The People’s Party-Our Slovakia, which openly admires Jozef Tiso, leader of a Nazi puppet state that ruled the country during World War Two, won a larger-than-expected 8 percent of the vote in national elections in March 2016.
Filing a motion with the Supreme Court to have the party dissolved, the General Prosecutor said its aim was to dismantle Slovak democracy.
“The programme and activities of this extremist party with fascist tendencies violate the constitution, law and international agreements,” the prosecutor’s spokeswoman, Andrea Predajnova, said.
Its rise echoes growth in similar movements in other European countries, driven in part by years of economic near-stagnation and the influx of more than a million migrants and refugees from the Middle East and Africa.
Slovakia has seen little immigration, however, and analysts instead attribute the People’s Party success to rising public anger over graft scandals linked to traditional parties.

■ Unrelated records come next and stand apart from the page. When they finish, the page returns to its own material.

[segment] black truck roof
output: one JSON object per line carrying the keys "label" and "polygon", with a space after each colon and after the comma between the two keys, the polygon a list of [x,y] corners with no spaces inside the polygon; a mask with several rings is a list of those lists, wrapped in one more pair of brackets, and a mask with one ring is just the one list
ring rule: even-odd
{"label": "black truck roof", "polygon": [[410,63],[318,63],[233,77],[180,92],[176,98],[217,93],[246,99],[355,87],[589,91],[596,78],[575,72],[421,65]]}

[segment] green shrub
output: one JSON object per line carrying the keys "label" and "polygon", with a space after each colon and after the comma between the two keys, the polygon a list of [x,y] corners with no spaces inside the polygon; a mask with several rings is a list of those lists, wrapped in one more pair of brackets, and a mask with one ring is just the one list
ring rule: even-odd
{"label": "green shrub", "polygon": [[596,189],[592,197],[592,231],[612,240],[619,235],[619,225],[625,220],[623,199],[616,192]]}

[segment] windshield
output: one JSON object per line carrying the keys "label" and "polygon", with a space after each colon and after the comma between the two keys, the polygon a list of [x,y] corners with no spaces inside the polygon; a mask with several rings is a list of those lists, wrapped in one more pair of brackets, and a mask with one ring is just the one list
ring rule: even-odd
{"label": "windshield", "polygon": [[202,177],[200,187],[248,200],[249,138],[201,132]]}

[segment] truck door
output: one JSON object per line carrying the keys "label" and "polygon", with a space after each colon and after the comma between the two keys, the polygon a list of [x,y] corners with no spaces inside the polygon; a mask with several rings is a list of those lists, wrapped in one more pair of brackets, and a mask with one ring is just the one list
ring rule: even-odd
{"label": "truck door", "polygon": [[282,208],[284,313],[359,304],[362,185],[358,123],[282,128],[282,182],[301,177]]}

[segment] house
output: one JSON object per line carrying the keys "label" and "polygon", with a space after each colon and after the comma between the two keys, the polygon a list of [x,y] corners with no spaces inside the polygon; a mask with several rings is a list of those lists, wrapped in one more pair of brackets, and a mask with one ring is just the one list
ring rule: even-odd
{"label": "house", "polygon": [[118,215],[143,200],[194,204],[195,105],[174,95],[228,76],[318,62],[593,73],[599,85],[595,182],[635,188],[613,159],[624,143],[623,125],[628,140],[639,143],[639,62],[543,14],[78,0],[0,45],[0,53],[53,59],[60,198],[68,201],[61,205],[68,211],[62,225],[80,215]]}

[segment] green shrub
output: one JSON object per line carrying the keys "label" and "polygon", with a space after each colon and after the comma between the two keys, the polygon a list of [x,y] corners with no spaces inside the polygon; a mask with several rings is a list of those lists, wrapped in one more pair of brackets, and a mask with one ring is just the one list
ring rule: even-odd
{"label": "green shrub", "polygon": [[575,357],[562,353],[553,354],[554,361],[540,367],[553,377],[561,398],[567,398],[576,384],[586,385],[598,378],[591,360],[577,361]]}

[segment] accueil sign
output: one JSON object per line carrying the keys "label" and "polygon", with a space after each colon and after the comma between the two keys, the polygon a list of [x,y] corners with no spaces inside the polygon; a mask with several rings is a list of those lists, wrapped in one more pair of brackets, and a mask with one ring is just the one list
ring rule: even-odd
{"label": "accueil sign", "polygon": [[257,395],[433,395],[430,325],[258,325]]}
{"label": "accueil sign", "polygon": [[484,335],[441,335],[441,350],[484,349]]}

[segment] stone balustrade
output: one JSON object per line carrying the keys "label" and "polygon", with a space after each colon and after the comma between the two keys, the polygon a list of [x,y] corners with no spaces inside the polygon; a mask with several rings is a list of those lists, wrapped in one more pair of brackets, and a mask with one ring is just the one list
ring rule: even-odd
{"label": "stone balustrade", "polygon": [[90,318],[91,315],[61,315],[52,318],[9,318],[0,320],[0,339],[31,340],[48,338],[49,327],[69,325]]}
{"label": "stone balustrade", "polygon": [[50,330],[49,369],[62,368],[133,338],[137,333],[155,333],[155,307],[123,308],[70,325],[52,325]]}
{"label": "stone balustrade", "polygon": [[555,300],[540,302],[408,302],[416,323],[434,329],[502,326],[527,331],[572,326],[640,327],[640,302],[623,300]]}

It has 14 lawmakers and its support has risen to about 10 percent since the election, according to opinion polls.
The party, which denies any links to fascism, would study the court motion but its activities would continue, one of its lawmakers, Milan Uhrik, told Reuters.
Its leader, Marian Kotleba, previously ran another far-right party, the Slovak Brotherhood, which the Supreme Court dissolved in 2006 for breaching the constitution.
As well as expressing admiration for Tiso, who allowed tens of thousands of Slovak Jews to be deported to Nazi death camps and was later tried for treason, the People’s Party is hostile to Slovakia’s Roma minority.
It stirred criticism in March when it posted pictures online of an enlarged copy of a cheque donated to a charity for disabled children for 1,488 euros — a number used by white supremacists representing a Nazi salute.
Two of its lawmakers are facing charges for hate speech against the Roma, Jews and Islam. If found guilty, they face up to six years in prison.
If the Supreme Court decided to ban the party, its deputies would be able to remain in the legislature as independents.